The state can call them up. So can the federal government, and it has, twice to protect the president.
But most of the time, they're keeping small communities in Southeast Missouri safe.
The members of the Jackson-Sikeston SEMO Hazmat-Weapons of Mass Destruction Team, which was formed in 1999 and enhanced with tactical components in 2001 after the Sept. 11 attacks, are using their recently developed skills and state-of-the-art equipment to battle nonterrorist threats at home -- providing residents with an added measure of protection.
The team's mission, which it shares with the 27 other hazardous materials teams in the state, is to provide protection in the event of a terrorist attack in Southeast Missouri and support larger communities should there be an attack.
"We were activated when President Bush came to Poplar Bluff," said Lt. Rodney Barnes, Jackson Police Department and the regional tactical team leader.
The team has 20 tactical law enforcement officers, six Jackson police officers and 15 Sikeston officers in addition to 24 fire and emergency medical personnel from the Jackson Fire Department.
Each team member is required to carry with him at all times a gear bag chockfull of state-of-the-art equipment, including ballistic shields, with lights on each side to protect them when they advance toward an enemy; tactical bulletproof vests; Kevlar helmets; .223-caliber Colt M-4 machine guns including a lighting system controlled by a pressure switch; 870 tactical shotguns; and Remington 700 sniper rifles.
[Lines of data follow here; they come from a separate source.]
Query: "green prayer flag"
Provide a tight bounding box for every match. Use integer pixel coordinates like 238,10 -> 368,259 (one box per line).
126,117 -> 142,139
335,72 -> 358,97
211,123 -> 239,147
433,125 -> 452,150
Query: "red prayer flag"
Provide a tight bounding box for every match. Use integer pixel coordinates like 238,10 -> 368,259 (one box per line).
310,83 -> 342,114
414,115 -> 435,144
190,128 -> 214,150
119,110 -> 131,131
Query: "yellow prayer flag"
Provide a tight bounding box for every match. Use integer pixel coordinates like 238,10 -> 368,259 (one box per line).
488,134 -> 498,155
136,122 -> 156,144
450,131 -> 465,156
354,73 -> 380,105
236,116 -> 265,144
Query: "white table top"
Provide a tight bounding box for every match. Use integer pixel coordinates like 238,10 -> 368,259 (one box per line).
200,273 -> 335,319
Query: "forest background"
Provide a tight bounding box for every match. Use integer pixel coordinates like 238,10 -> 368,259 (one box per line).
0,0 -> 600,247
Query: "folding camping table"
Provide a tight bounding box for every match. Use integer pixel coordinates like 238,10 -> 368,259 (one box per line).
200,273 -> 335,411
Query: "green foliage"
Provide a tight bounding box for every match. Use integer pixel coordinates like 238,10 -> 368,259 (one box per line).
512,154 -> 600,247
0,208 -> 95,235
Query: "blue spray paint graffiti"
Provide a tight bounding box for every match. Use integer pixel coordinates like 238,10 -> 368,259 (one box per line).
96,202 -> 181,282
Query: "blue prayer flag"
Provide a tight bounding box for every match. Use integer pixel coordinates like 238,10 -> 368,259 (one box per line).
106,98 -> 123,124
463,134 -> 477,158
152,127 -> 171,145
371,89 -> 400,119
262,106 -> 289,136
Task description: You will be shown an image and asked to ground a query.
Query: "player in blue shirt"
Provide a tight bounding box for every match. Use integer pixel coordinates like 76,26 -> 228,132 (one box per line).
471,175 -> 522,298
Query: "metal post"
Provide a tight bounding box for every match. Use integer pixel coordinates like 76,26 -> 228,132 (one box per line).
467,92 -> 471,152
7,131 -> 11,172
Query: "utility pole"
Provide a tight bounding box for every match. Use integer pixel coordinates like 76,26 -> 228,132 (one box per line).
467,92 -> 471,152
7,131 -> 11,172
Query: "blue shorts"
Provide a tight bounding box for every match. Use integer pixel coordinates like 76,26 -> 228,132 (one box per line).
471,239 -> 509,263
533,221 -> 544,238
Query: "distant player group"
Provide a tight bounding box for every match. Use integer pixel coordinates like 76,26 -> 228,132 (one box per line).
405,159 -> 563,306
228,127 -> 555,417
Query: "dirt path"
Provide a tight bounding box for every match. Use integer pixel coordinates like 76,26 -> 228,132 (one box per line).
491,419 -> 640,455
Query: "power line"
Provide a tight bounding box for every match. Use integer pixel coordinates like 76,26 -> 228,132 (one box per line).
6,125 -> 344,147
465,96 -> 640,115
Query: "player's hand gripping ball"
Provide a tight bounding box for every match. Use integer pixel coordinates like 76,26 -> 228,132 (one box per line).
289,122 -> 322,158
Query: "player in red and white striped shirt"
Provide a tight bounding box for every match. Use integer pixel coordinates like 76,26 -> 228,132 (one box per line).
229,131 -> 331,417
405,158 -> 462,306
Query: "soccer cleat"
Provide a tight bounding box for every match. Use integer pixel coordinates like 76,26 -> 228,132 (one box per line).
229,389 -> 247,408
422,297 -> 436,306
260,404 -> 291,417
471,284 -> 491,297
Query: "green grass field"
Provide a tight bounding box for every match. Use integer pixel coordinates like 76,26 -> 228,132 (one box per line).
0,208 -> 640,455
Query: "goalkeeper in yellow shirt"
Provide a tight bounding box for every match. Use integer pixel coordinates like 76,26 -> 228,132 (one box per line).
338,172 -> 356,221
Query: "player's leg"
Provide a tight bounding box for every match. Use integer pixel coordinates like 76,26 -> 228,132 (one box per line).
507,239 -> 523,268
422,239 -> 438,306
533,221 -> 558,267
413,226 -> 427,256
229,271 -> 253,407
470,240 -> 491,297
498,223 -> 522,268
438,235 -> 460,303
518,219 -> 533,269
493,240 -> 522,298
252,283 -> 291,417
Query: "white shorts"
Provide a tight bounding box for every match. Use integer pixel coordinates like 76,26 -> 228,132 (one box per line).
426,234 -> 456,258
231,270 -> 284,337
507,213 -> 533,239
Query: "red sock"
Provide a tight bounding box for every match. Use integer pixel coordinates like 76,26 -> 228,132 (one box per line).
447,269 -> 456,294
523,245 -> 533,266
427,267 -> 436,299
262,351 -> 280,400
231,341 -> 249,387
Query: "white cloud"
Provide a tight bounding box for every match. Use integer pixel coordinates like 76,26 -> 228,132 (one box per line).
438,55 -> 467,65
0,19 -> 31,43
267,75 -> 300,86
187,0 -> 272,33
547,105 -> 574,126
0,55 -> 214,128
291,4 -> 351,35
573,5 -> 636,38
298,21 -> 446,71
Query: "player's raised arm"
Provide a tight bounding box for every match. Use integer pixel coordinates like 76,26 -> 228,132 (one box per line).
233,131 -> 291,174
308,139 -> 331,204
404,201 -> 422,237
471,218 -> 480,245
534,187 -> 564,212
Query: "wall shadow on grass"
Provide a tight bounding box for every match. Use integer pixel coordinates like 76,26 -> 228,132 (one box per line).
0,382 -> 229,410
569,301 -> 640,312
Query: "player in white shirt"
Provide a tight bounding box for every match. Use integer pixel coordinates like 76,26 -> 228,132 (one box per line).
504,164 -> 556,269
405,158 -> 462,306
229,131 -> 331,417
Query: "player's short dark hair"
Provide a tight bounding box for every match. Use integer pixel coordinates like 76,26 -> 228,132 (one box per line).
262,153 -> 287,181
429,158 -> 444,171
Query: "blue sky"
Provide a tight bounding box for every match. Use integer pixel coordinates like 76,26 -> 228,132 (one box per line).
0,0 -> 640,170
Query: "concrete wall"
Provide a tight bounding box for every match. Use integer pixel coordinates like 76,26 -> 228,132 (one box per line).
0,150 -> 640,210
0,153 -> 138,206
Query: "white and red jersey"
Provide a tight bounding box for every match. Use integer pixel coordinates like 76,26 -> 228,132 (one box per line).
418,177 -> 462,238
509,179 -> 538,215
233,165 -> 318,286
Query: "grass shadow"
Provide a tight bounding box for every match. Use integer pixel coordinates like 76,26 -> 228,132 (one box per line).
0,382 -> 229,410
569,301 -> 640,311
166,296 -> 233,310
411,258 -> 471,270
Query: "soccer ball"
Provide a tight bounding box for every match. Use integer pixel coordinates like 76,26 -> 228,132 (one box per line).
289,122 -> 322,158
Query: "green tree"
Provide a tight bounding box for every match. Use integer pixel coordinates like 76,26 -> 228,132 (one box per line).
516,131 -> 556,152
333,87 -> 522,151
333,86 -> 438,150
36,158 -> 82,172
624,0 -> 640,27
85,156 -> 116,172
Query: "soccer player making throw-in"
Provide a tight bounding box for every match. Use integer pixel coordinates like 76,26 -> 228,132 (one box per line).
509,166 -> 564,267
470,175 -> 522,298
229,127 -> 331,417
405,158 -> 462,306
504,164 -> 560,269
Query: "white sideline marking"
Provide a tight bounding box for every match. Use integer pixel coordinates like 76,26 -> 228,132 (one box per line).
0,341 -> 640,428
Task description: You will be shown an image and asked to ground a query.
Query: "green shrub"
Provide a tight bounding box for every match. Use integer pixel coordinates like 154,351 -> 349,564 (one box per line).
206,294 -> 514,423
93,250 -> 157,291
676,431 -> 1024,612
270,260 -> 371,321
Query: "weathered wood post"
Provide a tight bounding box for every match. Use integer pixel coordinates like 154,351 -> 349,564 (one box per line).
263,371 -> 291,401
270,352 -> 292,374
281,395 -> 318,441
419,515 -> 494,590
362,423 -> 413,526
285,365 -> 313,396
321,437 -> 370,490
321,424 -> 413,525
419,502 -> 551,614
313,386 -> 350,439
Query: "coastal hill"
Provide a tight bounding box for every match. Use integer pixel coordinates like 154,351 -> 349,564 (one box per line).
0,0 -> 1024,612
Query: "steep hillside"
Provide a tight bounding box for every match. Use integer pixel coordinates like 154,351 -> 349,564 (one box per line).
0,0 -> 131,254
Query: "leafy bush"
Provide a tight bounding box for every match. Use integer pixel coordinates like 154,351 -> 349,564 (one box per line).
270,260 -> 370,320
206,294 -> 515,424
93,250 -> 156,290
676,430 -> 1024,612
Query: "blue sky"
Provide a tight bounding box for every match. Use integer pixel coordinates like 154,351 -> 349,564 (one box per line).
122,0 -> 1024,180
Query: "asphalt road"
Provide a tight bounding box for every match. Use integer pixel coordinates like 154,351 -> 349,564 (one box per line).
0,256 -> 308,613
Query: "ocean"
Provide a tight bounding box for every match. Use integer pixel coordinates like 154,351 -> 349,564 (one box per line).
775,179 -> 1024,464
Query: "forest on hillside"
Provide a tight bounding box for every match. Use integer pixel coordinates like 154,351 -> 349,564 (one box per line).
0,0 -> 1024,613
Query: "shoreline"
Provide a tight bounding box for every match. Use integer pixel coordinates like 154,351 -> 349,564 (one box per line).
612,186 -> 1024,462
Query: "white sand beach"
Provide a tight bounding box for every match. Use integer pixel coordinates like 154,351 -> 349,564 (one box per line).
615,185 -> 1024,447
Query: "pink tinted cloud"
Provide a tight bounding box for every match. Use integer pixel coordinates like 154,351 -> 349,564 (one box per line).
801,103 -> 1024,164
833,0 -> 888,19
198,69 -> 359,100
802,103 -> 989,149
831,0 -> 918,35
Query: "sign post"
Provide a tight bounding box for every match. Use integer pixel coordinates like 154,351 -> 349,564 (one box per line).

Team members also are equipped with the latest generation of gas masks, chemical resistant boots and air-pass ballistics backpacks, designed to be bulletproof.
Federal Department of Homeland Security money paid for most of the equipment and much of the specialized training, but donations paid for weaponry.
"Homeland Security doesn't pay for weapons," said Barnes, holding up a state-of-the-art machine gun to demonstrate its lighting mechanism. Jackson police joined the team in spring 2004.
Jackson and Sikeston joined forces because most small communities don't have the personnel and expertise to create one, according to Capt. Jim Hailey, Sikeston Department of Public Safety, a firefighter for 32 years and police officer for 20.
"One of the requirements of being a Homeland Security team is that it must include medical, hazardous material handlers, emergency medical and law enforcement personnel," Hailey said.
Though Sikeston could easily handle the law enforcement aspect because it has had a crack tactical team since the early 1990s, it needed assistance with medical services and hazardous materials if it hoped to get approval to be a forward response hazmat team, as opposed to a support team.
Jackson not only had medical expertise, but also an approved hazmat unit in place. So Jackson assigned six police officers along with emergency medical technicians and firefighters to the joint team.
"After 9-11, the state and federal government decided to enhance hazmat teams and contacted us to see if we wanted to do it," said Brad Golden, Jackson's fire chief.
Even the grant writing was a team effort. Golden wrote the grant to obtain WMD training for the Jackson Fire Department to ensure it would be prepared in the event of a chemical, biological, radioactive or other type of terrorist attack.
At that same time, Lt. Ken Dicus of Sikeston wrote a grant proposing a hazmat-WMD team be formed with the two departments because he wanted to raise the level of preparedness of his men. Both requests were approved and received Homeland Security grants.
Then the Jackson police wrote yet another grant to obtain training and equipment for the entire law enforcement component of the team. They won the grants, and the team was put together with members of the three departments.
Since Sept. 11, 2001, the departments received a total of $1.2 million in Homeland Security grants, said Golden, who is a co-coordinator of the team with Sikeston Department of Public Safety chief Drew Juden.
Team members train a minimum of eight hours a month to maintain their skills. They also attend specialized schools. "We can use all the equipment, and it's a benefit to the city and it enhances our capabilities," Barnes said.
So does interagency cooperation.
"It's a team concept," said Sgt. Scott Eakers of Jackson and assistant hazmat-WMD team leader. "Everybody believes in what we are doing."
"We really take this mission very seriously," he said.